The optimizer's "runs" parameter (typically 200 or 10000) controls the trade-off between deployment cost and execution cost. A higher run count optimizes for cheaper function calls at the expense of larger (more expensive to deploy) bytecode. A lower run count produces smaller bytecode that costs more to call.
💡 Practical Insight: The
code/SimpleStorage.solfile in this chapter's code directory provides the complete contract. Compile it withsolc --optimize --bin --asm SimpleStorage.solto see the actual bytecode and assembly output. Thecode/bytecode_decoder.pyscript can decode the resulting bytecode back to human-readable opcodes.
12.7 Contract Deployment
12.7.1 The CREATE Opcode
When a contract deploys another contract (or when an EOA deploys a contract via a transaction with no to address), the EVM uses the CREATE opcode. The process works as follows:
- The deployer provides the creation bytecode, a value (ETH to send), and gas.
- The EVM computes the new contract's address as:
address = keccak256(rlp([sender, nonce]))[12:] - A new account is created at that address with an empty code hash.
- The creation bytecode is executed in the new account's context.
- If execution succeeds, the data returned by RETURN is stored as the contract's runtime bytecode.
- If execution reverts or runs out of gas, the contract creation fails and no account is created.
The address derivation formula means that the address of a CREATE-deployed contract depends on the sender's address and their current nonce. If you deploy a contract, its address is deterministic — but only if you know the exact nonce at deployment time. This makes pre-computing addresses difficult in situations involving multiple pending transactions.

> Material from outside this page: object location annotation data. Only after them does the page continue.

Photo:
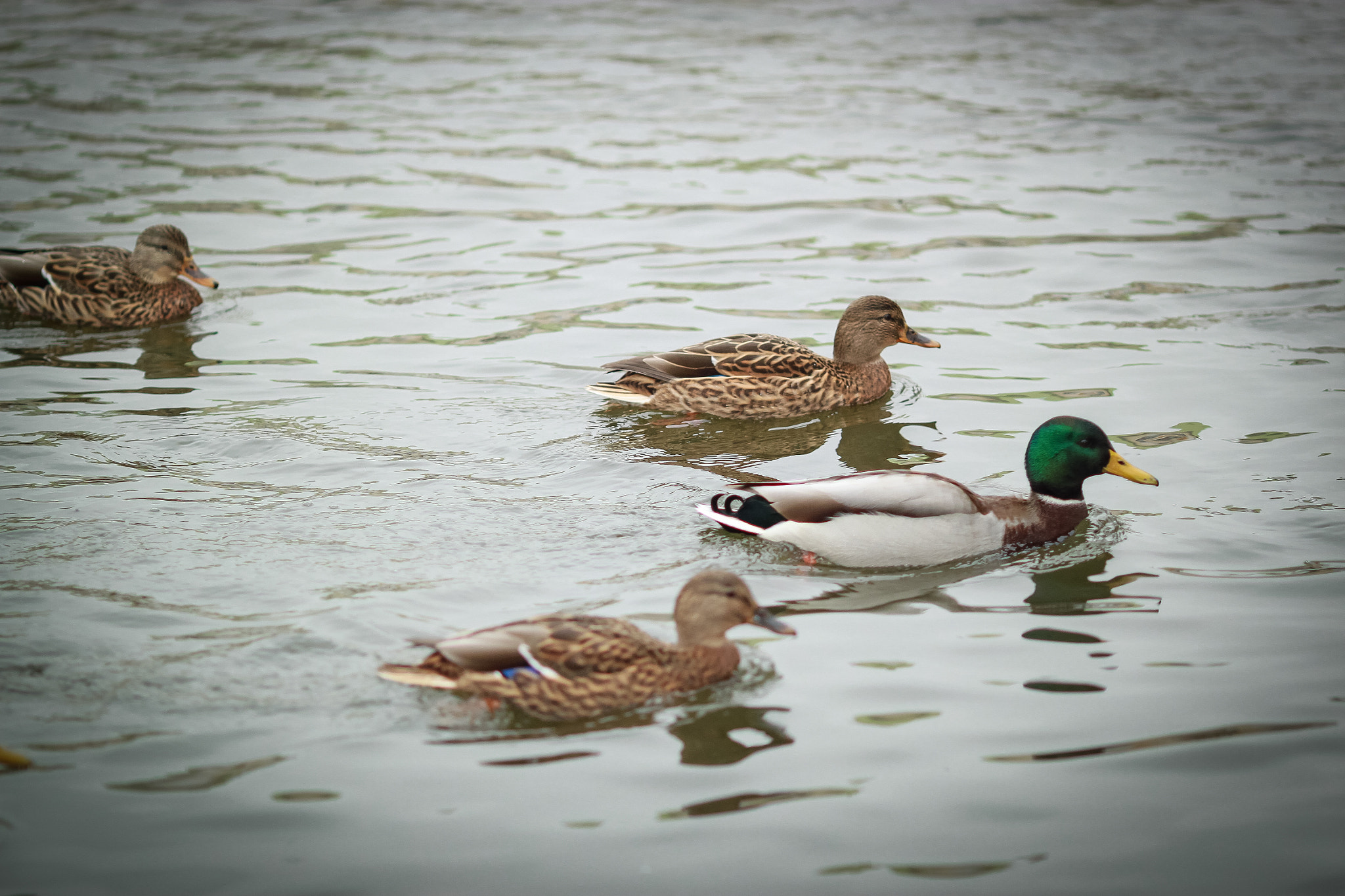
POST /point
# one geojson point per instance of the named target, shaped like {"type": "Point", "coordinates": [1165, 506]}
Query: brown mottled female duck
{"type": "Point", "coordinates": [761, 377]}
{"type": "Point", "coordinates": [573, 667]}
{"type": "Point", "coordinates": [908, 517]}
{"type": "Point", "coordinates": [104, 285]}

The nonce-based addressing also means that if a contract is destroyed (pre-Dencun) and a new contract is deployed from the same sender at the same nonce, the new contract occupies the same address. This has been exploited in various attacks.
12.7.2 CREATE2: Deterministic Deployment
The CREATE2 opcode (EIP-1014, Constantinople upgrade) computes the contract address differently:
address = keccak256(0xFF ++ sender ++ salt ++ keccak256(init_code))[12:]
Here, salt is an arbitrary 32-byte value chosen by the deployer, and init_code is the creation bytecode. The address depends on the deployer, the salt, and the exact bytecode — but not on any nonce. This makes the address fully deterministic and predictable before deployment.
CREATE2 enables several important patterns:
- Counterfactual deployment: You can compute where a contract will be deployed and interact with that address (e.g., sending it ETH) before the contract actually exists. This is fundamental to state channels and account abstraction.
- Factory patterns: A factory contract can deploy child contracts at predictable addresses, enabling other contracts to trust the address without needing to verify deployment.
- Redeployment at the same address: If a CREATE2-deployed contract is destroyed, the same bytecode can be redeployed at the same address using the same salt. (This created the "metamorphic contract" attack vector, discussed in Case Study 2.)
12.7.3 The Deployment Transaction
When deploying a contract via an EOA transaction (rather than from another contract), the process has a slightly different entry point:
- The user sends a transaction with
to = null(empty recipient) anddata = creation bytecode. - The EVM treats this as a contract creation, computing the address from the sender's address and nonce.
- The creation bytecode is executed.
- The returned data becomes the contract's runtime code.
- A deployment fee of 200 gas per byte of runtime code is charged. This is separate from the execution costs of running the constructor.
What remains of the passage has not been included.